Domenicali, who has always maintained that any new team must add value to the sport, stressed that times have changed since the original figure was agreed upon.

"The process of having another team has been launched by the FIA," Domenicali told F1 investors. "In our governance, in our Concorde, there's a possibility to do it.

"But the evaluation has to be done together to see from the technical perspective, from the sporting perspective, for the financial stability, and to make the bigger picture, if a new team will give value to the league, to the sport. And there will be a different position.

Stefano Domenicali, CEO Formula 1

Stefano Domenicali, CEO Formula 1

Photo by: Erik Junius

"And I go back to one point, the so-called anti-dilution payment was done at $200 million, just a couple of years ago. Because at that time no one would have expected that the value of this business would rise up so much.
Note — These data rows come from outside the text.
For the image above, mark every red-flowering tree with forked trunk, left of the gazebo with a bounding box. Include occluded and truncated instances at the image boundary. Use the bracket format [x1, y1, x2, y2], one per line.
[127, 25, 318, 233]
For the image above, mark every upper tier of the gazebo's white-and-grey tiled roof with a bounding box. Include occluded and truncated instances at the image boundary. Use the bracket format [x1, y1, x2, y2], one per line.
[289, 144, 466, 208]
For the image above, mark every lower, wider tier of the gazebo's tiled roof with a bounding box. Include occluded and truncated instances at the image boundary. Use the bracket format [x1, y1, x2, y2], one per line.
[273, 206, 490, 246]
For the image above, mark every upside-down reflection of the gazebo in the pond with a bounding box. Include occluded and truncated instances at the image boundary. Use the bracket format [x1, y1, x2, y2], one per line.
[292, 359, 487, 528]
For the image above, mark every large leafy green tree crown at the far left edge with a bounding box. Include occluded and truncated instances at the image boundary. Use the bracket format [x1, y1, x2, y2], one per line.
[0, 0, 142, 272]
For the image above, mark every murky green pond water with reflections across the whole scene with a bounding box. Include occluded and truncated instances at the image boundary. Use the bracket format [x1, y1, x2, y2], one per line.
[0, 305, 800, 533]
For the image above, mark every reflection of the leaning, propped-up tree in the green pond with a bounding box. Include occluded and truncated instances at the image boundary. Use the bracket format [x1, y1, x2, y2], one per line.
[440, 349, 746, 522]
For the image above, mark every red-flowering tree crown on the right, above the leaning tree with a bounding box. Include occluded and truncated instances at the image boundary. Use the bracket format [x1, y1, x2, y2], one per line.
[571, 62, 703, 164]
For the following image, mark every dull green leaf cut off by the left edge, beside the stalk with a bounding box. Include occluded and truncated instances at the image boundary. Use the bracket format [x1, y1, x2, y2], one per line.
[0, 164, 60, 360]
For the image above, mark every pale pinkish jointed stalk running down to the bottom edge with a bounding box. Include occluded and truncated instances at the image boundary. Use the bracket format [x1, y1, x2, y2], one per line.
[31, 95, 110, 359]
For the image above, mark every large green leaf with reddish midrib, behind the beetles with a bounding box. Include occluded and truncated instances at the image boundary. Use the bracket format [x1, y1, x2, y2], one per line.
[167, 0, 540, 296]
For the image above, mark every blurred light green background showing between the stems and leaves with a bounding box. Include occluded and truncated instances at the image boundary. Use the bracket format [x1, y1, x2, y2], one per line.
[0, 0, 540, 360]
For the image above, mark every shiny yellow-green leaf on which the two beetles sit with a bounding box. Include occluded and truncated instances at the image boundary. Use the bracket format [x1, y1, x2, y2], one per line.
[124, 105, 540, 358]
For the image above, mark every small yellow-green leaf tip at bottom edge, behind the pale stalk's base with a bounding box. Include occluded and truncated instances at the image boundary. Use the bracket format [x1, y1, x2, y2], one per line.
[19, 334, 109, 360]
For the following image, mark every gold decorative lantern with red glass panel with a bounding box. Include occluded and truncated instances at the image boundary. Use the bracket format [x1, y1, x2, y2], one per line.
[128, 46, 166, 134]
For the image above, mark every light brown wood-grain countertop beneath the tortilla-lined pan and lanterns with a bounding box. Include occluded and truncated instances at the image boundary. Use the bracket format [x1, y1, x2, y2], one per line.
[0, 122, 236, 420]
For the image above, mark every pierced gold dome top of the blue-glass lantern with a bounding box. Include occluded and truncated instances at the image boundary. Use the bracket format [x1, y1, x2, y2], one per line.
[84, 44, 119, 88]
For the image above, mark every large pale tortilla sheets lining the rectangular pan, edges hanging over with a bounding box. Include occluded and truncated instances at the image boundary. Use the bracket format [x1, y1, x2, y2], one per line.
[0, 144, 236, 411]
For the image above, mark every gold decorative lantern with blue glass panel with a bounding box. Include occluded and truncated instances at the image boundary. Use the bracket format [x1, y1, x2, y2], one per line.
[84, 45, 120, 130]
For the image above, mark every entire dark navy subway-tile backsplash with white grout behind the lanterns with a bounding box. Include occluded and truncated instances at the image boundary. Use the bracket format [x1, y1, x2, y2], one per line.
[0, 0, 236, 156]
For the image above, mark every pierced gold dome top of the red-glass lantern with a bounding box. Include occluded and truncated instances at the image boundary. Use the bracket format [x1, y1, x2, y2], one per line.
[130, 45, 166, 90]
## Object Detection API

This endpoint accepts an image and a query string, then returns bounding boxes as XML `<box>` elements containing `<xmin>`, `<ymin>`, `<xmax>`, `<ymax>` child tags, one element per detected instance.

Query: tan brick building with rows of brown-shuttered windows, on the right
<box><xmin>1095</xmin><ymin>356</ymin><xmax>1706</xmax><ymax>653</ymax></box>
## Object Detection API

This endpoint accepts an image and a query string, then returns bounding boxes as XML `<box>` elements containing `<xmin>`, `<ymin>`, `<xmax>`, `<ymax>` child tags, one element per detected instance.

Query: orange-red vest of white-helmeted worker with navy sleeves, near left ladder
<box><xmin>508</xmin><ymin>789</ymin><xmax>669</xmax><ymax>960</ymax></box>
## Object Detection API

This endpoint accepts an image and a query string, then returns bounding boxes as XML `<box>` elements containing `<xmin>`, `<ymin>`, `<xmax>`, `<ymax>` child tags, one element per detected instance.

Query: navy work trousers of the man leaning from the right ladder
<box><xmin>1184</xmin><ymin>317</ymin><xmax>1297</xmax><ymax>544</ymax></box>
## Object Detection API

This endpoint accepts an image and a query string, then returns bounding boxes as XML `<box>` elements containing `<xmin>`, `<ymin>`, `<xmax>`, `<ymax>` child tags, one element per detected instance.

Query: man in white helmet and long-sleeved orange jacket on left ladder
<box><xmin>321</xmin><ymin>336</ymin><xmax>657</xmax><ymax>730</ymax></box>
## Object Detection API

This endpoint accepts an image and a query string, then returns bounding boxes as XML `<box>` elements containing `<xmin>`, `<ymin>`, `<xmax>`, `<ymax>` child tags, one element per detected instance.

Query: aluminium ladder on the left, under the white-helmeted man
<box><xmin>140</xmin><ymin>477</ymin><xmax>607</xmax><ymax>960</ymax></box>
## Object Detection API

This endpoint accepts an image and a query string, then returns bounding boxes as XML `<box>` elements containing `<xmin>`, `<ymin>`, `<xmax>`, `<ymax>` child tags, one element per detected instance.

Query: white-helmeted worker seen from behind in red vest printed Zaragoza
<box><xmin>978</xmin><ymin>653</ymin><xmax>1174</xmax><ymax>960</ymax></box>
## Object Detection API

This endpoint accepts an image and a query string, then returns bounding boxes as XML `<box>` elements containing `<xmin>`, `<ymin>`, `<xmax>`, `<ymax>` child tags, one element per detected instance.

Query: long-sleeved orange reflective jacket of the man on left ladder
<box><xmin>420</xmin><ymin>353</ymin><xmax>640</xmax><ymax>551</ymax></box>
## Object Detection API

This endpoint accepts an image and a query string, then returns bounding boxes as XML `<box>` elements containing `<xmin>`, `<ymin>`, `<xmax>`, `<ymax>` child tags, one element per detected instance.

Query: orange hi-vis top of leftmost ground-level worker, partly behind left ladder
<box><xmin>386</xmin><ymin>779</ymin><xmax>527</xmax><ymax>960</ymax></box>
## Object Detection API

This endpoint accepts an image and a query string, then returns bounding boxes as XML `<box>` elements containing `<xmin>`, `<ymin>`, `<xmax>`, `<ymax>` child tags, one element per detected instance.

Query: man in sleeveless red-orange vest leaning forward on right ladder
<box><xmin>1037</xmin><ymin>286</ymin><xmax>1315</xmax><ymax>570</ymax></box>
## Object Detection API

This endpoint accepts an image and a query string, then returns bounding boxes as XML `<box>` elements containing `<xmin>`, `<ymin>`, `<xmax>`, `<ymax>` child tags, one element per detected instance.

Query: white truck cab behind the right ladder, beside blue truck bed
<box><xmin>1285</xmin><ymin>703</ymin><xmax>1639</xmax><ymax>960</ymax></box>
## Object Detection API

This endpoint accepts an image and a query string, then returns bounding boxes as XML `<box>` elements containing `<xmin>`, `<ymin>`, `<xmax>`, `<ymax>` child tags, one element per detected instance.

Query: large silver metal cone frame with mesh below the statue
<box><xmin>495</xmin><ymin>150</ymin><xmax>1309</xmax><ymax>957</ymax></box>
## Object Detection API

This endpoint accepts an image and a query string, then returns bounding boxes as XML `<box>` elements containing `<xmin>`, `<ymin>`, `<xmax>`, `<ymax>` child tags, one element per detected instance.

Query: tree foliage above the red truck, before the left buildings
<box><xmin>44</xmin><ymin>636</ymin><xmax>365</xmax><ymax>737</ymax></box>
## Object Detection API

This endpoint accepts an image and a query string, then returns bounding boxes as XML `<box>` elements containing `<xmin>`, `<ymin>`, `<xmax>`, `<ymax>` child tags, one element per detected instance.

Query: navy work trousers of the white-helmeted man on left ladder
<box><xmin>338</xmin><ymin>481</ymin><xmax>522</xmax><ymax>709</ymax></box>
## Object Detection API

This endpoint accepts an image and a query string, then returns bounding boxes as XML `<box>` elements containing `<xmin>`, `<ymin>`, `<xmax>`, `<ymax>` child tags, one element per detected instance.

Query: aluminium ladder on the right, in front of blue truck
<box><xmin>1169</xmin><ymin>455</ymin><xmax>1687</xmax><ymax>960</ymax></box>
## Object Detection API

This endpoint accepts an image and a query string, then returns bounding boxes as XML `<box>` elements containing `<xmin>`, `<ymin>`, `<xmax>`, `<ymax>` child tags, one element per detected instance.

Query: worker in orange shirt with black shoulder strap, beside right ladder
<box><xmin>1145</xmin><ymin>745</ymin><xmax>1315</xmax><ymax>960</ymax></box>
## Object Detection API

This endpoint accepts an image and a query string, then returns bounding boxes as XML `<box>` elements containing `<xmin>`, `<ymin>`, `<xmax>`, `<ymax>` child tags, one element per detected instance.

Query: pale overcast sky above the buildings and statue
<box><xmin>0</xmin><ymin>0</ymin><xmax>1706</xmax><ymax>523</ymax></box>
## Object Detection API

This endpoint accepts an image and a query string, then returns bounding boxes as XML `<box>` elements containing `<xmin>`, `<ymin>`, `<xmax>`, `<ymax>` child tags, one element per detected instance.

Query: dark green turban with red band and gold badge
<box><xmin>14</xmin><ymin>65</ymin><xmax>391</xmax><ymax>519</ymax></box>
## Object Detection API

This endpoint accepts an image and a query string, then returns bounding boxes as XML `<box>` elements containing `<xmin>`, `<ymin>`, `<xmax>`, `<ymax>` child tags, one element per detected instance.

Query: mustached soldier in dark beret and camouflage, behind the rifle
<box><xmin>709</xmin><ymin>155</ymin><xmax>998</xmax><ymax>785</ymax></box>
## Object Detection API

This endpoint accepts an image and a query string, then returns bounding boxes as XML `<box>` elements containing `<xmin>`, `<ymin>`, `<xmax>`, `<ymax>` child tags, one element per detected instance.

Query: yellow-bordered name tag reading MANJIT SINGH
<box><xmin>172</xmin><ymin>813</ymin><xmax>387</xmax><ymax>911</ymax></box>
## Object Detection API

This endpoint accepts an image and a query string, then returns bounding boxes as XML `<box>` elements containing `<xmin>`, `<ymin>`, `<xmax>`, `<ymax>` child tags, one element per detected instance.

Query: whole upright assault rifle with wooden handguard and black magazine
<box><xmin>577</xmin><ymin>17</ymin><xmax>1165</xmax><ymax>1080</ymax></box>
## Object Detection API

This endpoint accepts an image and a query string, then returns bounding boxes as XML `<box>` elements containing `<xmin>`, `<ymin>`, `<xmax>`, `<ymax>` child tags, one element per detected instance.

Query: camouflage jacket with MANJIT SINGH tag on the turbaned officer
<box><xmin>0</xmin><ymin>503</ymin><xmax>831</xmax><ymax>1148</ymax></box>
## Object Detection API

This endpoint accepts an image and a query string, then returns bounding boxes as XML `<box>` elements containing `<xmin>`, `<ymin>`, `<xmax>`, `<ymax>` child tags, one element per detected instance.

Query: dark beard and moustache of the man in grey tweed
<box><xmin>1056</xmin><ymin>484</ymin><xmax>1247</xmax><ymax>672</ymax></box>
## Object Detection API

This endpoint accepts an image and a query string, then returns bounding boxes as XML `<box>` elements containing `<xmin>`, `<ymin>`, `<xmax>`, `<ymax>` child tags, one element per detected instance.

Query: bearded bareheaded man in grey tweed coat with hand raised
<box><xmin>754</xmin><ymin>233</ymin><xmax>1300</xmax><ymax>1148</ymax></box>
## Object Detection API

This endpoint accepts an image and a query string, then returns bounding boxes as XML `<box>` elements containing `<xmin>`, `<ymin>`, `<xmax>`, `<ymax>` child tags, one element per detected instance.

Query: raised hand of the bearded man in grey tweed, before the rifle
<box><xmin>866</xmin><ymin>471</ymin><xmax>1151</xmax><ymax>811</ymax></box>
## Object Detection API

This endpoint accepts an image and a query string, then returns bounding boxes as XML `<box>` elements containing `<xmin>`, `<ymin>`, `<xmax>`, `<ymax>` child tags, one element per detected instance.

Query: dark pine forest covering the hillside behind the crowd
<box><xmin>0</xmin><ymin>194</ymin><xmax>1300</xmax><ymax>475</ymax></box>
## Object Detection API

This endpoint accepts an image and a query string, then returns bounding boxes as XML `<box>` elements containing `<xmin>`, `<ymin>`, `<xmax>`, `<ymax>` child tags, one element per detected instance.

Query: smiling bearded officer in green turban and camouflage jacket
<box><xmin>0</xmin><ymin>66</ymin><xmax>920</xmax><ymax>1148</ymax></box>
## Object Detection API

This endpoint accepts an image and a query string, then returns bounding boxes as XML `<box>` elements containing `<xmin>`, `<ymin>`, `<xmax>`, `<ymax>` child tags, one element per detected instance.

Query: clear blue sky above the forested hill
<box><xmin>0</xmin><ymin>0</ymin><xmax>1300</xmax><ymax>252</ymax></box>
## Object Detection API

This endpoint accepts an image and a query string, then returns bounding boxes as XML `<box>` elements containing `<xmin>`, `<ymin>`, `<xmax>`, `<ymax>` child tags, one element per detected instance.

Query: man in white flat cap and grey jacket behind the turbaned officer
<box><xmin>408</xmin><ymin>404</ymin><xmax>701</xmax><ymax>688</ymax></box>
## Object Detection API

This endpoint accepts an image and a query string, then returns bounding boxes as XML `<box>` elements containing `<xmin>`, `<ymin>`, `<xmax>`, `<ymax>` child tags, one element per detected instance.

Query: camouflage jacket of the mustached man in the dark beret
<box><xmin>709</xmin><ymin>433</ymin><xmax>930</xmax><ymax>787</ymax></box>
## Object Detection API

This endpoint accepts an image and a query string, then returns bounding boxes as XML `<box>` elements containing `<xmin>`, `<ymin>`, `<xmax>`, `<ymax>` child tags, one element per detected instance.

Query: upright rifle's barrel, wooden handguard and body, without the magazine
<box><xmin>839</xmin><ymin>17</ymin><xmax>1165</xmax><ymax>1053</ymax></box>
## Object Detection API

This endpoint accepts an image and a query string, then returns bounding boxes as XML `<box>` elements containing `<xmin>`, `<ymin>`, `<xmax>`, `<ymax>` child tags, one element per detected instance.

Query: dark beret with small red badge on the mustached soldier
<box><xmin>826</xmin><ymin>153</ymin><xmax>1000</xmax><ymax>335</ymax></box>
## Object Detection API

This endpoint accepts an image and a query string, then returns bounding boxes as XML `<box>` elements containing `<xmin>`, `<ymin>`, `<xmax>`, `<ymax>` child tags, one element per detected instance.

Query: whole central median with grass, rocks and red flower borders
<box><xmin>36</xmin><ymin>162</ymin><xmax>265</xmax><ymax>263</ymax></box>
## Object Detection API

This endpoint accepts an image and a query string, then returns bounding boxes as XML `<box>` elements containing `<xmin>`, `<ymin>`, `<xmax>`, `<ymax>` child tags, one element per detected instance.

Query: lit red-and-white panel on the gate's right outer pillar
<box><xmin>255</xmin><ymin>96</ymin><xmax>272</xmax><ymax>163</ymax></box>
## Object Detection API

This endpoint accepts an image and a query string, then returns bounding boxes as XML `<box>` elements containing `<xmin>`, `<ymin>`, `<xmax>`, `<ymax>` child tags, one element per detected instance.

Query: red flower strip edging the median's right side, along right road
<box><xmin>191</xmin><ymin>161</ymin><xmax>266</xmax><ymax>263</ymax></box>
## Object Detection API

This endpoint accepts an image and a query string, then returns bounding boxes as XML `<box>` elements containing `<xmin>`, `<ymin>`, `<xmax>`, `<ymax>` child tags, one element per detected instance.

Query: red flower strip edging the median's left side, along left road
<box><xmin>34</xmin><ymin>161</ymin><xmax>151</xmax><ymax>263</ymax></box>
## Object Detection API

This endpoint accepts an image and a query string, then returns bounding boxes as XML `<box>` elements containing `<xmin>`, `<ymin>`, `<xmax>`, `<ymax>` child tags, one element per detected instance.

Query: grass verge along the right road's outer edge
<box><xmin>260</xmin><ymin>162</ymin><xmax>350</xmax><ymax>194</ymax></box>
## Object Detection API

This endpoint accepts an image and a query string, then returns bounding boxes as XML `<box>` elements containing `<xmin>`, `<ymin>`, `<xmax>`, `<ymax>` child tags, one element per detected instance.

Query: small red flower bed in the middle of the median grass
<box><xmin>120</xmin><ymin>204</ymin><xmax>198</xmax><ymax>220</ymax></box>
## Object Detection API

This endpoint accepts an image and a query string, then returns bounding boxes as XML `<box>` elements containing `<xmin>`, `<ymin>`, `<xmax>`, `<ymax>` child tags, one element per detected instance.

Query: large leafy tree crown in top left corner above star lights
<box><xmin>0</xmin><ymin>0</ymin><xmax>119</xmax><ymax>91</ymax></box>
"Today the situation is totally different, for sure. And it's our duty to make sure that we protect the business the best way that we can, and have a bigger picture."

While the Andretti/Cadillac bid is the best known, Domenicali stressed that several potential entrants have indicated an interest.

"Today, there's so many that would like to come," he said. "There are teams that are more vocal than others, some of them are much more silent, but they are really expressing their interest.

"As always in life someone has to make that evaluation. And we're part of this process, and we're going to do the right thing at the appropriate time through this year."

Liberty Media CEO Greg Maffei backed Domenicali's sentiments and noted how the value of teams has risen.

"Back to the point about the $200m," he said. "Manor was the 11th team. And just before we bought into F1 [in late 2016], it went into administration in the UK, and got sold for £1. The world has changed dramatically."